After four years, they sold their 23-foot Safari and found a larger 28-foot 1960 Ambassador Airstream on e-Bay. And as it turned out, the Ambassador needed a lot of work. Over the next year, Shephard spent a minimum of 15 hours a week, using most weeknights and Saturdays to complete the renovation.

“Like similar restoration projects in vintage cars, or antique furniture, it is purely a labor of love,” says Shephard. “Our final monetary tally of $33,000 cannot convey the amount of satisfaction gained from restoring a vintage time capsule and breathing life back into a piece of history that our family treasures. The fact that I did the restoration work myself means that I can continue to maintain and upgrade the Airstream.”

In “Restoring a Dream” Shephard shares valuable information on the four steps — Choosing, Inspecting, Recovering, Restoring — he followed in transforming an Airstream nightmare into a classic icon.

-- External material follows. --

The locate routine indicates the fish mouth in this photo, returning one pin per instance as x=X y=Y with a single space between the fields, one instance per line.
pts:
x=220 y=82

“Choosing” covers how to avoid the “Polished Turd,” searching by era, where to find an Airstream, and what it should it cost. “Airstream has been in business for nearly 80 years, there are many trailers out there from which to choose, so narrow your search by era,” advises Shephard. “The early 1960s called to me. It included real wood interiors, minimum custom parts and a strong monocoque exterior.”

“Inspecting” goes over evaluating skin condition, assessing appliances, and learning about axles. “It is important to understand exactly the extent to which you are getting involved,” says Shephard. With his 1960 Ambassador, he knew that he would be doing a full restoration. “In my case, it was all about attitude,” he says. “Knowing from the start that I was going to be doing whatever is needed saved a lot of heartache.”

“Recovering” talks about prepping for the pick up and getting it roadworthy. “Bringing the trailer home safely is the biggest first step on your restoration journey,” says Shephard. His 1960 Airstream was 2,400 miles from home when he found it on eBay, therefore he went prepared with four new tires. Once there, he had the brakes and lights checked. “It’s important to have all the safety components working.”

“Restoring” deals with such topics as planning, common problems, frame issues, weatherproofing, wiring and woodwork, plumbing and tanks, replacing appliances, and how to polish. “With the Airstream design, a solid frame, subfloor and shell means you will have a strong foundation for years to come,” says Shephard.

Once structural repairs are complete, “it is time to start with the fun stuff.” He installed new marmoleum flooring, appliances and soft goods. Lighting fixtures were restored and holding tanks were upgraded and replaced. The trailer is in better shape now than when it rolled off the assembly line 53 years ago.

“When people see our highly polished 1960 Airstream,” says Shephard, “they can’t help but smile. It may bring out a childhood memory or a sense of freedom the trailer symbolizes. Whatever it is, we always get friendly honks and thumbs-up while driving the highways of America.”